Como os participantes do estudo reagiram ao ensaio clínico

O ensaio clínico endTB avaliou, em dois grupos de análise distintos, cinco regimes experimentais para TB-MDR e TB-RR em relação ao tratamento padrão. Os regimes endTB 1, 2, 3 demonstraram não inferioridade ao controle em ambos os grupos de análise primária, estabelecendo, portanto, o sucesso no tratamento da TB-RR.

Os regimes 1, 2 e 3 alcançaram desfechos favoráveis em 89%, 90,4% e 85,2% dos participantes do estudo, respectivamente.

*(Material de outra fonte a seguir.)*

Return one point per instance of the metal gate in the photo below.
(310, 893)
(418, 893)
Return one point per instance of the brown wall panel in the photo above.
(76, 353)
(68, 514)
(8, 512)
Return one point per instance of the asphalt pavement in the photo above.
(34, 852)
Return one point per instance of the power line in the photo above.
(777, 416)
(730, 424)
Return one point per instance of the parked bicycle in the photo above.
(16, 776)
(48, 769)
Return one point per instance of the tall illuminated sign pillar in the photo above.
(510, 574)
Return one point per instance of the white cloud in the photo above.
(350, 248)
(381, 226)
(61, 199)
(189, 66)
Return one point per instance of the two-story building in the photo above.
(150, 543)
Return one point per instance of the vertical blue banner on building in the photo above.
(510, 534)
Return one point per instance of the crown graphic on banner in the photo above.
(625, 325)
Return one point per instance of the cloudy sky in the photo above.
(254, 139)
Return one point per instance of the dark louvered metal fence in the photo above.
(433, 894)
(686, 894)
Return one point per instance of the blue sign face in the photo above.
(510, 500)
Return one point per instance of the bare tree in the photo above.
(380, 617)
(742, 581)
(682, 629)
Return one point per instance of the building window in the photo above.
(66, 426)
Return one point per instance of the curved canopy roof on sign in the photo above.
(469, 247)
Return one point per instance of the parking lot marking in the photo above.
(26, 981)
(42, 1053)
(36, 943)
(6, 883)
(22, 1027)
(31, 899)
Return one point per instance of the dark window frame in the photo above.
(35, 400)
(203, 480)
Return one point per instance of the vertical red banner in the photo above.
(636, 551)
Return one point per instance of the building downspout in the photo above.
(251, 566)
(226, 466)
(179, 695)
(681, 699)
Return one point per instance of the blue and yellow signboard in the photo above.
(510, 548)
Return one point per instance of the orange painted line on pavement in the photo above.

O regime 5 também mostrou uma forte resposta ao tratamento em 85,6% e foi não inferior aos 80,7% do controle em um dos grupos de análise primária. Embora resultados consistentes em ambos os grupos sejam necessários para estabelecer formalmente a não inferioridade, o regime 5 é promissor como uma alternativa para pacientes que não podem receber outros tratamentos recomendados.

O verdadeiro acesso a essas novas opções de tratamento depende da remoção de todas as barreiras para cuidados oportunos e de alta qualidade. Esses resultados do ensaio podem solucionar uma grande barreira para tratar muitas pessoas. O consórcio endTB continuará a defender a melhoria do acesso e financiamento dos serviços de qualidade para o tratamento da tuberculose.